Mucizevi Mandarin – Aslı Erdoğan

Mucizevi Mandarin Aslı Erdoğan’ın okuduğum ilk kitabı oldu. İlk kez bu kitabı okuduğumu duyanlar hemen Kabuk Adam’ı okumamı önerdiler, aslını isterseniz kitap bittiğinde neden ille de Kabuk Adam’ı okumam gerektiğini az çok anladım diyebilirim. Mucizevi Mandarin çok güzel başlayıp, sonlara doğru beni hayal kırıklığına uğratan bir kitap oldu.
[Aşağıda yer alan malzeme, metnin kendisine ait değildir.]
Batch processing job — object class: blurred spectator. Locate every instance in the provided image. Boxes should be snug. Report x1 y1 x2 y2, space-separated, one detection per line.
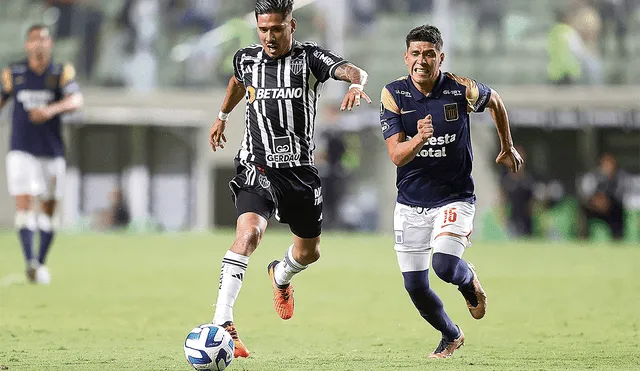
597 0 633 57
47 0 104 80
502 146 535 237
472 0 506 53
96 188 131 230
569 2 604 85
578 153 625 240
348 0 376 35
119 0 160 90
547 5 602 85
180 0 220 33
316 103 347 229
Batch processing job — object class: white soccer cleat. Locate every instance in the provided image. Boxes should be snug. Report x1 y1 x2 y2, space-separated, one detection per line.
36 265 51 285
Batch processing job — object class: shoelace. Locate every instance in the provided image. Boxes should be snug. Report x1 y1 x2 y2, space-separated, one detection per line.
225 326 238 340
278 287 290 301
434 338 452 354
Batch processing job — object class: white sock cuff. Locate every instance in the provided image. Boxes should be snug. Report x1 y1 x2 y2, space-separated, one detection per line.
15 210 36 231
38 214 53 232
284 245 307 271
222 250 249 269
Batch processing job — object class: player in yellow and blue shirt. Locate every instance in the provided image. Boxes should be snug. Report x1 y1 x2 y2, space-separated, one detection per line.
380 25 522 358
0 25 83 284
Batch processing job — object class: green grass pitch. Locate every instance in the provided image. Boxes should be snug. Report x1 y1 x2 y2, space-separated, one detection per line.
0 231 640 371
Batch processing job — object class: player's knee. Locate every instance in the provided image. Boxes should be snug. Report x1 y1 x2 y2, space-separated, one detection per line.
37 214 53 232
299 238 320 265
15 210 37 231
233 225 263 255
402 270 429 295
431 252 460 283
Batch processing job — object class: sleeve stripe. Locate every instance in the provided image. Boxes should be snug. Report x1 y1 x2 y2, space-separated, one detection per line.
2 68 13 94
60 64 76 87
448 73 480 110
380 86 400 115
329 59 349 80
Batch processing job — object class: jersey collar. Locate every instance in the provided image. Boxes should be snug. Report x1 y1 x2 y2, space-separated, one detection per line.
407 71 444 100
262 39 300 61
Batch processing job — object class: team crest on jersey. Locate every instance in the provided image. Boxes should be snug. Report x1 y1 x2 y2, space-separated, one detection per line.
291 57 304 75
44 76 58 90
444 103 458 121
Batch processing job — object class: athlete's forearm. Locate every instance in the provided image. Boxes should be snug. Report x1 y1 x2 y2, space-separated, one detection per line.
48 93 84 116
487 90 513 149
336 63 369 86
389 136 425 167
220 76 245 113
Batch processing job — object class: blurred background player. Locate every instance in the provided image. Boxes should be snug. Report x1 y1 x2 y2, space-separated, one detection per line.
0 25 83 284
578 153 627 240
210 0 371 357
380 25 523 358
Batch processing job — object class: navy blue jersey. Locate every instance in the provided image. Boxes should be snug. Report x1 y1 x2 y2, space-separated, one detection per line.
2 60 80 157
380 72 491 207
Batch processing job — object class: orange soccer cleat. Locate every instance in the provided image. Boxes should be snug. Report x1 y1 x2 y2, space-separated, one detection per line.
267 260 293 320
458 262 487 319
429 327 464 358
222 321 251 358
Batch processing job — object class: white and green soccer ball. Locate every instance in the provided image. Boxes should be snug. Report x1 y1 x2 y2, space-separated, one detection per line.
184 323 234 371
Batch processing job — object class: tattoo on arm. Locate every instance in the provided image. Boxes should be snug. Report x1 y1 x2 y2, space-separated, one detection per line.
336 63 368 85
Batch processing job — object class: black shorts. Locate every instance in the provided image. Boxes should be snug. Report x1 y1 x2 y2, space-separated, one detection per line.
229 159 322 238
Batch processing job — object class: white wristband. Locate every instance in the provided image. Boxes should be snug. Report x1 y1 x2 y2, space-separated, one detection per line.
218 111 229 121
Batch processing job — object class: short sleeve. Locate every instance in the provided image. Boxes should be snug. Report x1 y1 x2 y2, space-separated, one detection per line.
0 68 13 100
233 49 244 84
60 63 80 95
380 86 404 140
307 45 347 82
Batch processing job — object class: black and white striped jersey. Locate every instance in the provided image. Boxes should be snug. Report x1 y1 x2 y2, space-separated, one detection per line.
233 40 347 168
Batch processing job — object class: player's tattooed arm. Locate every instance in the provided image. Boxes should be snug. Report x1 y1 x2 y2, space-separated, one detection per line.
209 75 246 152
335 63 369 86
487 90 524 173
335 63 371 111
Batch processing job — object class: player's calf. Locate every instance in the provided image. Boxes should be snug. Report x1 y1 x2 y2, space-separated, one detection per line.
267 260 294 320
15 210 38 282
458 263 487 319
429 327 464 358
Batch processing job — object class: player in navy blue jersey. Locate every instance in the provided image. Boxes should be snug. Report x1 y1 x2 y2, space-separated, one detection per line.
0 25 83 284
209 0 371 357
380 25 523 358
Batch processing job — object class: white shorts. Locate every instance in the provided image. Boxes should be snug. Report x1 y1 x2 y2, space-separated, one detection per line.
393 201 476 272
7 151 67 200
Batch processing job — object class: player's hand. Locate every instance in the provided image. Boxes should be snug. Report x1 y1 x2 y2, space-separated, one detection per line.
209 118 227 152
496 146 524 173
340 86 371 111
417 115 433 143
29 107 53 124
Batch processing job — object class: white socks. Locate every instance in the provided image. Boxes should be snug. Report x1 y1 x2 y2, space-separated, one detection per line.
273 245 307 285
213 250 249 325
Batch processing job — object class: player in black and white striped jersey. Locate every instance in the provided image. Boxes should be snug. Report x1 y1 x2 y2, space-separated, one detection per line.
210 0 371 357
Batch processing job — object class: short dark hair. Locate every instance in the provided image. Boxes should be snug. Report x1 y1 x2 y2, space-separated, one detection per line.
26 23 49 37
255 0 293 19
407 24 443 50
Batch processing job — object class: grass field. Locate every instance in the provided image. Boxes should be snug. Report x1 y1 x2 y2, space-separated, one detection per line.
0 231 640 371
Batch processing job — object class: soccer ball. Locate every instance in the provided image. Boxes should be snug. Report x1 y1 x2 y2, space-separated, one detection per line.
184 323 234 371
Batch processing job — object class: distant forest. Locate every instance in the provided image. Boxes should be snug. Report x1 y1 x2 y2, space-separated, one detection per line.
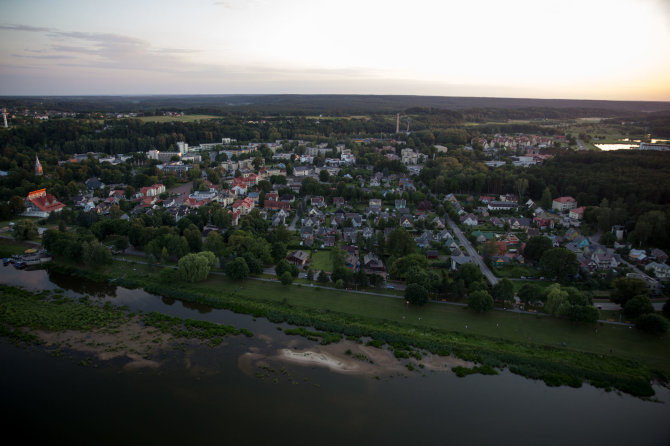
0 95 670 119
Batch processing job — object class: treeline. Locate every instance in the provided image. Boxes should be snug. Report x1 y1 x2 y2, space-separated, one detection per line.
2 94 670 114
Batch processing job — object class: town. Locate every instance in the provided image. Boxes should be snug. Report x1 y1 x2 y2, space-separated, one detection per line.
3 113 670 332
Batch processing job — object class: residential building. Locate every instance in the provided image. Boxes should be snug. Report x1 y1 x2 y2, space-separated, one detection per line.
22 189 65 217
551 197 577 212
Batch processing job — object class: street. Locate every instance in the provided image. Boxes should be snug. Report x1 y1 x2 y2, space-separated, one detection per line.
449 219 498 286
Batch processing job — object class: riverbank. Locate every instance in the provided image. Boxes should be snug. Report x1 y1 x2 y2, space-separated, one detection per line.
38 265 668 396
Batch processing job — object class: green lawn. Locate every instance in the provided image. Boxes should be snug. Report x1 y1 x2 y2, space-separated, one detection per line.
309 251 333 273
44 256 670 374
172 276 670 373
Ancak Aslı Erdoğan’ın Kabuk Adam’ını da muhakkak okumaya karar verdim, onu çok sevecekmişim gibi bir his var içimde.

Mucizevi Mandarin’i bitirdikten sonra şunları düşünürken buldum kendimi; keşke yazar ilk bölümlerdeki gibi yazsaydı kitap boyunca, o zaman kitabı daha bir zevkle okur ve eminim çok daha çabuk bitirirdim. Bu ilk öykülerdeki akıcılığı diğerlerinde bulamadım, hepsi sanki hızlıca yazılmış karalamalar gibi geldi bana. Bu kitaba fazlasıyla geç kalmış hissettim kendimi. Belki on dördümde ya da on beşimde okusaydım yazdıklarının altını bir bir çizer ve çok etkilenirdim ancak onca kitap ve onca yaşanmışlıktan sonra yazılanlar hiç bana hitap etmedi ne yazık ki. Sadece kitaba adını veren Mucizevi Mandarin adlı öyküyü çok sevdim desem abartıyor sayılmam sanırım. Yine de özellikle genç kızların okumasının faydalı olacağını düşünüyorum. Sevilmeyecek bir yazar değil Aslı Erdoğan, mutlaka göz atın derim. Keyifle!

Mucizevi Mandarin - Aslı Erdoğan

Everest Yayınları’ndan çıkan kitabın tanıtım yazısı aşağıda, almak için de buraya: Mucizevi Mandarin – Aslı Erdoğan

Dünya okurlarınca “geleceğe kalacak elli yazar” arasında sayılan Aslı Erdoğanın ilk öykü kitabı: Mucizevi Mandarin. Yalnızca Türkçede değil çevrildiği yabancı dillerde de aynı ilgiyi uyandırmış bir kitap. Hoyratlığın karşısındaki ince ve güçlü bir direnç…
· Yitik gözün boşluğunda· Mektup, size· Giderken· Aynanın dibine yolculuk (imgeler)· Unutulmuş topraklar· Geçmiş ülkesinden bir konuk· Bir aşk öyküsü· Hüzünlü kahveler· Mucizevi Mandarin· Sırp Lokantası ve Michelle· Varlık · Gökyüzü· Unutulmuş Topraklar
“Yaşlı ve çirkin bir mandarin, karşılığını parayla ödeyeceği zevk gecesi için olağanüstü güzel, ama taş kalpli bir fahişeye gitmiş. Sabaha karşı, yaşlı adamın uykuya dalmasını fırsat bilen genç kadın, soyguncu dostlarını çağırmış. Ne var ki mandarin, tilki uykusundan fırladığı gibi olanca gücüyle karşı koymaya, dövüşmeye başlamış. Haydutlar hem kalabalık, hem de işinin ehliymiş. onu kolayca köşeye sıkıştırmışlar. Ancak ne kadar vururlarsa vursunlar, bu zayıf, çirkin bedende yara açılmadığını, can alıcı darbelerin iz bırakmadığını görmüşler. Bıçaklarını, kılıçlarını çekmişler, ama en keskin bıçak, en acımasız kılıç bile mandarine hiçbir şey yapamıyormuş. Sonunda korkup kaçmışlar. Dövüşü izleyen kadın, yaşlı adamın mucizevi gücünden etkilenmiş, bir kez daha, bu sefer aşk adına sevişmek istemiş. Onu hayranlıkla, arzuyla, şefkatle okşamaya başlamış. Gelgelelim güzel kadının her donuşunda mandarinin bedeninde yeni bir yara beliriyormuş, dövüşün, darbelerin, bıçakların, kılıçların açtığı yaralarmış bunlar. İçten bir ilgi ve şefkat görene dek gizli kalmışlar. Sonunda mandarin kanlar içinde kadının kollarında yığılmış, ölmüş. Bir zamanlar izlediğim Mucizevi Mandarin adındaki bir balenin, eski Çin efsanelerinden alınma öyküsünü, ilk sevişmemizden hemen sonra Sergioya anlatmıştım. Nedense anlattıklarımdan pek hoşlanmadı, ama bu öykü benim en sevdiklerimden biridir.